C. L.M. : Pour comptabiliser, il faut nommer et l’existence d’une qualification pénale permet de nommer. Cette création d’une incrimination de fémicide conduirait à une modification de la table NATINF (Nature de l’infraction). Cet outil statistique enregistre les actes de délinquance par type d’infraction. Au fur et à mesure que l’opinion publique sera sensibilisée, conscientisée sur le sujet, la presse le relaiera aussi différemment. Jusqu’à présent, la presse n’emploie le mot «féminicide» que lorsque le crime est commis dans un cadre conjugal. Certains assassinats de femmes, je pense aux femmes SDF, échappent à cette qualification. Or, on sait que vivre dans la rue est extrêmement dangereux pour une femme : la plupart rapportent avoir été violées à de multiples reprises. Interroger la possibilité d’un fémicide, contribuera à changer le regard sur ces morts.

 

C. P. : Dans notre cours de cartographie des controverses, on nous demande d’être très méthodologiques, et notamment d’appuyer chaque propos recueilli par des preuves, qui soient statistiques ou autres. Nous nous demandions donc, par rapport à l’introduction du féminicide dans le Code pénal, pour les pays qui l’ont déjà fait, est-ce que vous avez travaillé sur des statistiques comme celles du Mexique, où l’on voit que c’est quelque chose qui a réduit le phénomène ?

 

C. L.M. : De mémoire non, mais je vais vous envoyer une étude dans laquelle il y avait quelques chiffres. C’est toujours très compliqué de mesurer l’impact du droit à travers les statistiques : est-ce que ça change les choses ? Est-ce que c’est l’impact du droit ou de la prévention ? Prenons par exemple les statistiques routières : les morts sur les routes ont beaucoup diminué à partir du moment où l’on a mis en place des politiques publiques, notamment des campagnes de publicité sur le danger. Et en même temps, le Code pénal a fait de la conduite en état d’ivresse une infraction, de même pour la conduite sans ceinture. Alors qu’est-ce qui participe de la diminution du nombre de morts sur les routes ? Est-ce que ce sont les politiques publiques, les publicités, la pénalisation de certains comportements ? C’est très compliqué de l’attribuer à un facteur, et c’est probablement la combinaison de tous ces éléments qui conduit au changement.

 

Par ailleurs, ce n’est pas parce qu’on change le droit, que du jour au lendemain on verra un changement de comportements plurisécuaires. On le voit pour le harcèlement sexuel : si #MeToo arrive aujourd’hui, c’est parce que dans les années 70, des féministes se sont battues pour dénoncer le harcèlement sexuel et les violences sexuelles en général et qu’avant elles des femmes aux 19ème siècle dénonçaient déjà le droit de cuissage des patrons ou contremaîtres. Il faut plus d’une génération pour changer les comportements, pour se rendre compte qu’un comportement n’est plus accepté. On trouve encore des personnes âgées pour nous dire que finalement, « ça » n’était pas si grave.

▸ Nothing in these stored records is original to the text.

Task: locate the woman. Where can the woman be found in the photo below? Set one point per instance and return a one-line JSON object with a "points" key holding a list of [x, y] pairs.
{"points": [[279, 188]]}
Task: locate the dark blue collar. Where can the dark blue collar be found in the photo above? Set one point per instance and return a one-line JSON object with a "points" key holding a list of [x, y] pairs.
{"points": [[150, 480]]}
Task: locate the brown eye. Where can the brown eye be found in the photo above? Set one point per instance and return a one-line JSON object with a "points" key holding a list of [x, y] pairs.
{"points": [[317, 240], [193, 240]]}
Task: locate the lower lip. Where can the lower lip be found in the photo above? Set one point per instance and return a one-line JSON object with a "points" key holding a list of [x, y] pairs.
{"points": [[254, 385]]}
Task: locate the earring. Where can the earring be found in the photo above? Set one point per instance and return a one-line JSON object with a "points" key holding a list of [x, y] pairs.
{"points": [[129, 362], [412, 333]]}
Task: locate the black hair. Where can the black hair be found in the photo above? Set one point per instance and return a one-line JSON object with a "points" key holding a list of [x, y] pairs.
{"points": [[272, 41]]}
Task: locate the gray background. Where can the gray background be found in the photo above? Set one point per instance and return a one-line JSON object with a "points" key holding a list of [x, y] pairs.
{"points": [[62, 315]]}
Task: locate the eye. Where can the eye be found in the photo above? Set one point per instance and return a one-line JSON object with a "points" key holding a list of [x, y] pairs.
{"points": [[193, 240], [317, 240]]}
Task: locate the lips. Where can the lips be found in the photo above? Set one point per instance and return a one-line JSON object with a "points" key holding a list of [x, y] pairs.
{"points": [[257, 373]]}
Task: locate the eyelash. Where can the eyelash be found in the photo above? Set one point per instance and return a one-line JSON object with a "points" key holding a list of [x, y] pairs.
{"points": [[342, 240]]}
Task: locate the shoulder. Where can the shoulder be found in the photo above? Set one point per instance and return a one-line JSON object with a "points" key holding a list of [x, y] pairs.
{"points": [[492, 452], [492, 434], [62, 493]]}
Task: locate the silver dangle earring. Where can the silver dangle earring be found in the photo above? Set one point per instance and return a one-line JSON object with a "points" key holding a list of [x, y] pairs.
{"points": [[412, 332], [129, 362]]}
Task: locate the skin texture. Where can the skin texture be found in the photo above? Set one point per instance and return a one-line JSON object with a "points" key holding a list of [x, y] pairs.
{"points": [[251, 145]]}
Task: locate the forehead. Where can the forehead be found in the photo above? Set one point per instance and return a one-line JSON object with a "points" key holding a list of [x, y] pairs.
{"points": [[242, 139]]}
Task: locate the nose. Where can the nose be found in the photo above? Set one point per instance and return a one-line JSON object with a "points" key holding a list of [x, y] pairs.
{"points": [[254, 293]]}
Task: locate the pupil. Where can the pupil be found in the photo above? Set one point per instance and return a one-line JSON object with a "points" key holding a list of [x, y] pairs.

C’est pour cette raison qu’il peut être prématuré de poser la question de savoir si la législation mexicaine a eu un impact.

Il y a en outre un autre aspect à prendre en compte, c’est ce que l’on nomme les fonctions pédagogique et expressive de la loi. Selon la professeure Christine Lazerges, « La loi pénale est en effet d'abord un outil d'enseignement. Chaque interdit posé constitue un panneau de signalisation, une balise ou un kern, instrument d'une pédagogie de la citoyenneté donc de la responsabilité sociale. La loi pénale est dans le même temps expressive des valeurs essentielles de la société ou des règles d'organisation de la vie en société. » D’où l’importance de nommer les crimes pour ce qu’ils sont.